Writer, researcher and entrepreneur Margot Lee Shetterly will deliver the annual Louis L. Redding Lecture at 6 p.m. on Tuesday, March 14, in the Multipurpose Room of the Trabant University Center on the University of Delaware campus in Newark.
Shetterly is the author of Hidden Figures: The American Dream and the Untold Story of the Black Women Mathematicians Who Helped Win the Space Race. The New York Times bestseller was turned into a film, currently in theaters, starring Taraji P. Henson (Empire), Octavia Spencer, Janelle Monae, Kirsten Dunst and Kevin Costner.
Shetterly will talk about race, gender, science and the history of technology. She will show the surprising ways that women and people of color have contributed to American innovation while pursuing the American Dream.
The lecture is free and open to the public. Those who plan to attend are asked to RSVP by March 1 at this website.
Shetterly is also the founder of the Human Computer Project, a digital archive of the stories of NASA’s African-American “Human Computers” whose work tipped the balance in favor of the United States in World War II, the Cold War, and the Space Race.
Shetterly’s father was among the early generation of black NASA engineers and scientists, and she had direct access to NASA executives and the women featured in the book. She grew up around the historically black Hampton College, where the women in Hidden Figures studied.

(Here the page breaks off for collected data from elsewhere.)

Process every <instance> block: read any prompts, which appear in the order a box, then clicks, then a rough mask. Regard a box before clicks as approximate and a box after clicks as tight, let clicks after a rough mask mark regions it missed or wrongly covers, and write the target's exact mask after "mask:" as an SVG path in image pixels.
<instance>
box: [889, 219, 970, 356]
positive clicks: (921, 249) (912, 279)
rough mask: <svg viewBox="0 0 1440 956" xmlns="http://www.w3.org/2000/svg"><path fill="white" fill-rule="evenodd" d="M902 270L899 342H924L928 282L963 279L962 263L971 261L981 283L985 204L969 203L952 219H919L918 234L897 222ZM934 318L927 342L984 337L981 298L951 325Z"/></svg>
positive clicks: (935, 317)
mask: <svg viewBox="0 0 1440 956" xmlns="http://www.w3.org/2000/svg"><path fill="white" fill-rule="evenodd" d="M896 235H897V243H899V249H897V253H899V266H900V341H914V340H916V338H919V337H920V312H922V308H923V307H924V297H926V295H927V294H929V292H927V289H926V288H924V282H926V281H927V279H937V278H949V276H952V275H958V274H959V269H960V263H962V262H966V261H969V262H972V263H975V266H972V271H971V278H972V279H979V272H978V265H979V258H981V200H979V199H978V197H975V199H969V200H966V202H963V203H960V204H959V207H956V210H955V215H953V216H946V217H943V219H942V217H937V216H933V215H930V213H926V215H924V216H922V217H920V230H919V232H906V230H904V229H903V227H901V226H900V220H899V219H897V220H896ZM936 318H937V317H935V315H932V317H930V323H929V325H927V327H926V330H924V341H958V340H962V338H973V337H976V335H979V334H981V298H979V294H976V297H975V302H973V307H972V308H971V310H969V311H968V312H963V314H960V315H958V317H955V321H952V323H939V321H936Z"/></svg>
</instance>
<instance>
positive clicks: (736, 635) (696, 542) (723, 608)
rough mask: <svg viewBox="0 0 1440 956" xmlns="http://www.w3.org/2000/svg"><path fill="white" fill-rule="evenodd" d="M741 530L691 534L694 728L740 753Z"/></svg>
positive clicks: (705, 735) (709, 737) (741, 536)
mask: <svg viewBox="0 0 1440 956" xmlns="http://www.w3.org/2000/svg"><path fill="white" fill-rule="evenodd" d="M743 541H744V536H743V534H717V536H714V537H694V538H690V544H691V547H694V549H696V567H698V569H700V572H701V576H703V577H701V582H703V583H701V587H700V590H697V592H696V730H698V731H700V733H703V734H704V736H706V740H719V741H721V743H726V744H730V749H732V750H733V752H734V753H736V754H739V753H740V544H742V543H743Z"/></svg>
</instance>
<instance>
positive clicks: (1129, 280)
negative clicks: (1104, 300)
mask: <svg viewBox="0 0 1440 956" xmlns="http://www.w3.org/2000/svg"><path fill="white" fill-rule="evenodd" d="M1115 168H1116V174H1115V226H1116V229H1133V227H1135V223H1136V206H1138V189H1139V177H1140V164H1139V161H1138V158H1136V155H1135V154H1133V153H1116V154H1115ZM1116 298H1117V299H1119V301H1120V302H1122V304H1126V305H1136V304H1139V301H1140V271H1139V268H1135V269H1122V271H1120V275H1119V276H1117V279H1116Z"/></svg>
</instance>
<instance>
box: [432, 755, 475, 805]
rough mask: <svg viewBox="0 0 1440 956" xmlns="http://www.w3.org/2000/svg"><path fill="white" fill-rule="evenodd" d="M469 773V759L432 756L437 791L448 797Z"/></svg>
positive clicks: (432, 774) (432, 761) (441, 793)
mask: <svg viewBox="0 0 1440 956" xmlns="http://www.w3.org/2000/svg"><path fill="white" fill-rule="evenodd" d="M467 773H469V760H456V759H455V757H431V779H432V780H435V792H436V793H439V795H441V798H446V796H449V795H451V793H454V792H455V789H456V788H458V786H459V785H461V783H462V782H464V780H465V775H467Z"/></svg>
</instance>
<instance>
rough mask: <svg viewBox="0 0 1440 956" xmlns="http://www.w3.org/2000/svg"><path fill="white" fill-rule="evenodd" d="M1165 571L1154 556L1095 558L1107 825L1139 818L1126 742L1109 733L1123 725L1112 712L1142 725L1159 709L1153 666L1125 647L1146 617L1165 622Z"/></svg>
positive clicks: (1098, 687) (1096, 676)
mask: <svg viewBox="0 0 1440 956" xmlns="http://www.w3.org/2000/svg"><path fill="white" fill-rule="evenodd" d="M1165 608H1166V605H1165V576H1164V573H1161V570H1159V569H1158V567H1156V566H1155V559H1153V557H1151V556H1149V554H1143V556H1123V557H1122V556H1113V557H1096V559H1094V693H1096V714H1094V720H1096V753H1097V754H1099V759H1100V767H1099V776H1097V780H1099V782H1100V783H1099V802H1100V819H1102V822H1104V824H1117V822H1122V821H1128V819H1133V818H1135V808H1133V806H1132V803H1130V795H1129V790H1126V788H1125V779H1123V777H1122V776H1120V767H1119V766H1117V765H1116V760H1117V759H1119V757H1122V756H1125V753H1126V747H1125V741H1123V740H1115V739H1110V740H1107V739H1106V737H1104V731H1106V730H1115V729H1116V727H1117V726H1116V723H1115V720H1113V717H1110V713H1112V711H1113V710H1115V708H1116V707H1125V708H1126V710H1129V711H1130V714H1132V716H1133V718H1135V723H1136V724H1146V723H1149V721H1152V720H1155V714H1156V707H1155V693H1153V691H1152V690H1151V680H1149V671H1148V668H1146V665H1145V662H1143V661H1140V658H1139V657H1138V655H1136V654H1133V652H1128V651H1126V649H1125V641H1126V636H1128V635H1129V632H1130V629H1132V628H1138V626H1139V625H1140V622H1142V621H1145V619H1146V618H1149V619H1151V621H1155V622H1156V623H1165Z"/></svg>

In addition to Shetterly’s lecture, the University will recognize the recipients of the Louis L. Redding Diversity Award and the Louis L. Redding Scholar Award at the event. More information about the awards and the nomination process is available on the University’s diversity website.
Coinciding with Shetterly’s visit, the University of Delaware Library will mount a special exhibition featuring women of color in the fields of science, technology, engineering and mathematics (STEM).
The Louis L. Redding lecture honors the late civil rights pioneer, a prominent lawyer in Wilmington, Delaware, whose work led to educational opportunities for African American students in the state and nation. In 2013, the University dedicated a new residence hall named in his honor.